Sunday, May 22, 2005

Ventura Star shuts down comments

UPDATE: As of Monday 5/23, the paper expects to reopen comments but without the ability to post anonymously. See fresher post above.

It's disappointing to see the Ventura County Star have to shut down the comments on its stories. As the paper explains, the number of comments with profanity, personal attacks and pornographic comments spiraled out of control. A Los Angeles Times story further explains that much of the commentary on some threads was racially oriented.

Howard Owens, the Star's news media director, was just on a panel at the American Copy Editors Society convention with me and Nicole Stockdale of A Capital Idea.

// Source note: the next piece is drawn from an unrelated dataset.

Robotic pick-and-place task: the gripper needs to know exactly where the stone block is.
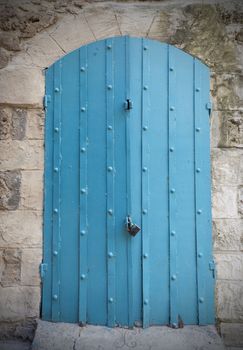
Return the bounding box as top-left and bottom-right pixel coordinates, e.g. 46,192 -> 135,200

As you might imagine, he took some heat for having unedited blogs on the site (the blogs are still there, but the idea of any unedited content is the point here). His response, among other things, was that those were real voices, and sometimes those voices don't read like the King's English.

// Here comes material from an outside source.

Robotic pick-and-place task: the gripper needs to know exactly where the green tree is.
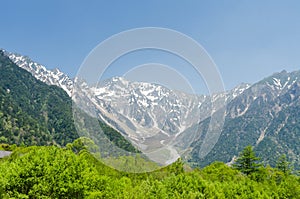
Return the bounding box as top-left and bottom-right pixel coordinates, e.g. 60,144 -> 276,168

From my understanding of such things -- which is just enough to be dangerous -- there can be some technical ways to mitigate this comment problem to where it might be possible to reopen it without requiring constant monitoring.

But I'm also afraid what has happened will cause cause some positions to harden further, just at the time the industry must think of new ways to accommodate public input. I hope not.

1 Comments:

At 5/22/05, 7:58 PM, Blogger Doug said...

Actual names was one of the things I was thinking about, and I've messaged Howard to see what the situation was on that, though IP filtering and the like also came to mind (without my knowing enough about the pros and cons of that).

I noticed a South Carolina paper that had comments has also shut them down. And this is something we certainly will be looking at with the New Voices citizen journalism project in Hartsville.

I do know people in community journalism who have thought about this quite a bit. I think the hope, to some extent, was that people would behave enough so that the issue could be addressed gradually as these project rolled out.

The whole idea of digital journalism raises lots of issues not well-thought-out yet. For instance, as I was looking over the Biker Week project mentioned in a different post and saw some editing problems, it occurred to me that this might be one of the key mindsets we have to adjust -- the paper or newscast is no longer of the moment and we move on. We now must accommodate that things live on in cyberspace for a long time. I don't think we're close to that in most cases. (Even societally. As an example, I learned during a conversation today of a business deal that was canceled when a Google search of one of the principles turned up some questions about credentials. This is probably a good thing, but a major shift in how we have to think about the record of our lives, even from the cradle.)